Ke$ha is confusing. When I first heard "Tik Tok," I thought it was a joke. An unfunny morning radio jingle, in which a white girl was "rapping." When I realized it was an actual song, I was incredulous — is this what people like now? I was bewildered by the human race. A year ago, I wrote the words, "her music is fucking terrible." As her songs became impossible to ignore — blaring out of radios, dance parties and movie trailers — I tried to assure myself that she was a one-hit wonder, a novelty, soon to be seen in a light-hearted I Love The Early 21st Century special on VH1. But Ke-dollar -sign-ha has stuck around, and, unlike some other pop stars, she seems to realize she's ridiculous. We've had hints that she's in on the joke before — like when she said she wanted to do a duet with Oscar The Grouch. But now that we've seen the glitter guns, unicorns in tuxedos and the "'instruments" she plays, it's gotten to the point where it seems like maybe Ke$ha knows what she's doing. Which is: Making crappy, cheesy music and having fun doing so.

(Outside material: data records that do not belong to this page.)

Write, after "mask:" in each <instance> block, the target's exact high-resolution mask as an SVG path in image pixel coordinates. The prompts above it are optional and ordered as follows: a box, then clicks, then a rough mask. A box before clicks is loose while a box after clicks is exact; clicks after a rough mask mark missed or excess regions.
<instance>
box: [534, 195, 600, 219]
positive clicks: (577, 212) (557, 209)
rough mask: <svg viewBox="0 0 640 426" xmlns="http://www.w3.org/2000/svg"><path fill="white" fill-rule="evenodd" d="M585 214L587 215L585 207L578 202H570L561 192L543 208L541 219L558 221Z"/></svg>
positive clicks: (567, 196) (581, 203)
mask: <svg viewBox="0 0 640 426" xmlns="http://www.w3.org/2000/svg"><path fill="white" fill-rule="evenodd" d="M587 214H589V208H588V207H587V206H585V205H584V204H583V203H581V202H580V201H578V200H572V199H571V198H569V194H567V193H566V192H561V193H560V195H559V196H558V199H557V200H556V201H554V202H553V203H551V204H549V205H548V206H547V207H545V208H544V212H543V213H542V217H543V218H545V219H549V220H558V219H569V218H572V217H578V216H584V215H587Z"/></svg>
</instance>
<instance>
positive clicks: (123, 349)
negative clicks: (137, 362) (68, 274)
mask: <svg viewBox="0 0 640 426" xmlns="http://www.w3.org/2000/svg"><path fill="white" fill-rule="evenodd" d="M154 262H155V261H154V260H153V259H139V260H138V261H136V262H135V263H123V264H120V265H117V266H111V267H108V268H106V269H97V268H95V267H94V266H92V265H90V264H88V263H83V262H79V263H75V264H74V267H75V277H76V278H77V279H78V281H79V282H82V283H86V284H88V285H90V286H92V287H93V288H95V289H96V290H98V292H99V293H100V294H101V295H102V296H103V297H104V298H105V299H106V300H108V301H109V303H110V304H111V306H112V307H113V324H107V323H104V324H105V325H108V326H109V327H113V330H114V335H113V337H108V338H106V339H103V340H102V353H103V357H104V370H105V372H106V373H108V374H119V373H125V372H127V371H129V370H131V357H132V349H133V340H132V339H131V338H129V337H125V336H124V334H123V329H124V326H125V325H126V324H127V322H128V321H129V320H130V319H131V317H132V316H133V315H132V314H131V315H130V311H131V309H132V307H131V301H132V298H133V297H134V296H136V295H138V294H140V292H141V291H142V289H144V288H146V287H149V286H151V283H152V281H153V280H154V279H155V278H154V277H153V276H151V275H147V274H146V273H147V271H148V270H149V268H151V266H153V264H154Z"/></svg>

Lousy cornball acts are not new, silly female-driven novelty tracks are not new. It is possible to enjoy JJ Fad's "Supersonic" or L'Trimm's "The Cars That Go Boom" while recognizing that they are not well-crafted, high-quality recordings. Good fun? Yes. Good, technically? No. But those acts produced memorable songs and then disappeared. Ke$ha has two albums, a tour and has been nominated for six Billboard awards. Upsetting — unless you accept the fact that she was never trying to make high-caliber, hall-of-fame worthy music.
New York Times writer Ben Ratliff went to Ke$ha's show, and writes:
The concert was likably ratty, semi-legitimate electro-pop pantomime. It felt neither safe nor transgressive, but within some unmarked middle space, one involving glitter blown from air guns, fluorescent lipstick and a fuzzy phallus costume. It was both sharp and completely naïve, crass and sort of innocent, a sparkly anti-performance. It ended with a version of the Beastie Boys' "(You Gotta) Fight for Your Right (to Party!)" and a piñata bashing. It knew what it was up to.
Emphasis ours. Ratliff also uses words like "infantile," "dumber," "lame, enthusiastic and joyful." And since that seems to be exactly what Ke$ha is aiming for, I think we can all agree that she's succeeded.